A Fresno State linguistics student cracked a language code that helped put a murderer behind bars last year.
Zach Metzler is now using his experience for further research in his field. He will give a talk Feb. 27 in the Peters Business Building, Room 192, from 12:30 to 1:45 p.m. about cracking codes with phonology.
The graduate student said Fresno police had several phone recordings from an inmate who was suspected at the time of shooting a 50-year-old man in Fresno in September 2018.
Translators at the police department couldn’t make sense of the language, so investigators turned to the linguistics department at Fresno State for help. The department said it then put Metzler on the case.
“They had someone in custody speaking what they thought at the time was a minority language,” Metzler said. “As I listened to it I realized, ‘OK, it’s not a natural language, it’s not a real language that humans normally speak. It’s some sort of code.’”
He likened it to a language game, such as Pig Latin, or Ubbi Dubbi, which was popularized in the PBS show “Zoom.”
Investigators asked Metzler if he knew what the inmate, 30-year-old Damone Mayberry, was saying in the recordings.
“And I said, ‘Well, no. But I can figure it out.’”
So he went home and started transcribing each recording and creating a formula for how he thought the language worked. He listened to the recordings for hours through a special computer program.
While Metzler did not have experience in cracking language codes, he works specifically in phonology, “which is the organization of sounds in language,” he said. “You can think of it like syntax and grammar … but instead of nouns and verbs, it’s different types of sounds and there are orders they are allowed to go in and ways they’re organized.”
Mayberry could be heard speaking the code to his mother and sister, who spoke it back to him, Metzler said. He initially thought it was a language game they had made up as a family, but he later learned it was likely a prison code used to relay messages.

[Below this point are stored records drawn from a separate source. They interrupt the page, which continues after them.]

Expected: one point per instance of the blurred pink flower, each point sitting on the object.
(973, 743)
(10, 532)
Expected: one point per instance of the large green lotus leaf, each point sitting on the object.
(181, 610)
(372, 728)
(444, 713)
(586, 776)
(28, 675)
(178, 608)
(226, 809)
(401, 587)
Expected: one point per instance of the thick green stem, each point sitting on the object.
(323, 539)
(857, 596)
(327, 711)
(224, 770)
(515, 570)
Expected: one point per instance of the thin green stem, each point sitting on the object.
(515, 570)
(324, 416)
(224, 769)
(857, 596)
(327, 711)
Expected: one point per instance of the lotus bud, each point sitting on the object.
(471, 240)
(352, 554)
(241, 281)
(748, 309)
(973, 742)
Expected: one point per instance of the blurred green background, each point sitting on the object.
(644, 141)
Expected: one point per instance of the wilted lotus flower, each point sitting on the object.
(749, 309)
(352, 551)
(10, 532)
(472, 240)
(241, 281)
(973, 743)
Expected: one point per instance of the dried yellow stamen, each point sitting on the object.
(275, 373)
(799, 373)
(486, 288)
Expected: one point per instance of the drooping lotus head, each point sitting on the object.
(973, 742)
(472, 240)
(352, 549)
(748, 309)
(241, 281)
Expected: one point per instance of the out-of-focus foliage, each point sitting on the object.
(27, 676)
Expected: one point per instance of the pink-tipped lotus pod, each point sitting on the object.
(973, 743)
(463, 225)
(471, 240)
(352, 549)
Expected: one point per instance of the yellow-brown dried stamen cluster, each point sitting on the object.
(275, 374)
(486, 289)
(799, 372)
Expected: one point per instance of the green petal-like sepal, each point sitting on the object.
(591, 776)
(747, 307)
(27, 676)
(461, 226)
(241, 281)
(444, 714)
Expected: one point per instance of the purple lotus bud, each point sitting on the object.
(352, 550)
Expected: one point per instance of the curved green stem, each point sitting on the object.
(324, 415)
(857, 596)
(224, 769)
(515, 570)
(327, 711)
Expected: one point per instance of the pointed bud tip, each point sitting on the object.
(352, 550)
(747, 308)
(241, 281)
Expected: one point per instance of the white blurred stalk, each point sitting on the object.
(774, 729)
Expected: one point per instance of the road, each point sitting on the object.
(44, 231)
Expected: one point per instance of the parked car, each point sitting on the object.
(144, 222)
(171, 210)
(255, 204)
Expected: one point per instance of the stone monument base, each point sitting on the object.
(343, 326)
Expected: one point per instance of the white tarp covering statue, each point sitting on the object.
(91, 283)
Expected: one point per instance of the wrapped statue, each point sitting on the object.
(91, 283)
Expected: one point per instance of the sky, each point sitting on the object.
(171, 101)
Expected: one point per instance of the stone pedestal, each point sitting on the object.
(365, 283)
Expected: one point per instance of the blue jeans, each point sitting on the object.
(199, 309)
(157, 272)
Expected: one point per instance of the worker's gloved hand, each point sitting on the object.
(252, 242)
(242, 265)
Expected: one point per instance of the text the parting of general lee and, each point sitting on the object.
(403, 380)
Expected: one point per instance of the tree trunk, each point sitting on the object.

He said his big break came when Mayberry was having trouble saying the phrase “critica conica dishica.”
“He kept messing it up over and over and over again,” Metzler said, “and he finally just said it in plain English.”
The phrase was “critical condition.”
That phrase “had the last 10 percent of what my hypothesis was missing and now I had a direct translation for it,” he said.
It didn’t take him long to translate the rest of the information.
A few months later, the Fresno County District Attorney’s Office contacted him with about 40 hours of more recordings from Mayberry, which they wanted to use as evidence in his trial, according to Metzler.
That’s when he enlisted two of his friends, one a current linguistics student, and another a former, to help him out.
Metzler said a lot of what the trio translated was mundane.
“A lot of it was complaining about being in jail,” he said. “A lot of it was ‘the food sucks and it’s depressing.’”
There was a certain part of the recordings that did make it to the trial, which was held in fall 2019.
“He was talking to his mother and his sister and wanted them to relay to a third person an alibi,” Metzler said. “He wanted his family to tell a third person, ‘Oh, when the cops ask, tell them this is how it happened.’”
He was called to testify at the trial, which he described as “awful.”
“It was the worst job on Earth,” he said. “It’s nerve-wracking. I had to get cross-examined and that was really bad. At the end of it you’re like, maybe I don’t know what I’m talking about.”
Mayberry was convicted of murder, first degree residential robbery and assault with a firearm, according to Fresno County Superior Court records. He was sentenced on Dec. 12, 2019, to life in prison without the possibility of parole.
Metzler has traveled with Fresno State linguistics professor Chris Golston to work on projects around the country, including in North Dakota and the Southwest.
Golston calls him “a great student and a friend.”
“It’s great to see a student so interested in linguistics and in applying what he knows,” Golston said, “from documenting and preserving languages in the Great Plains, to presenting his research in conferences in Canada and England, to catching criminals in Fresno.”
During his presentation, Metzler will speak more about what he calls “hidden organization” in language.
He says there are rules that we all obey in language, but that we aren’t aware of.
“It’s there for speakers, but no one knows about it, they’re not aware of it, and it doesn’t show up in writing,” he said. “That’s what we study in linguistics — this hidden structure that no one sees.”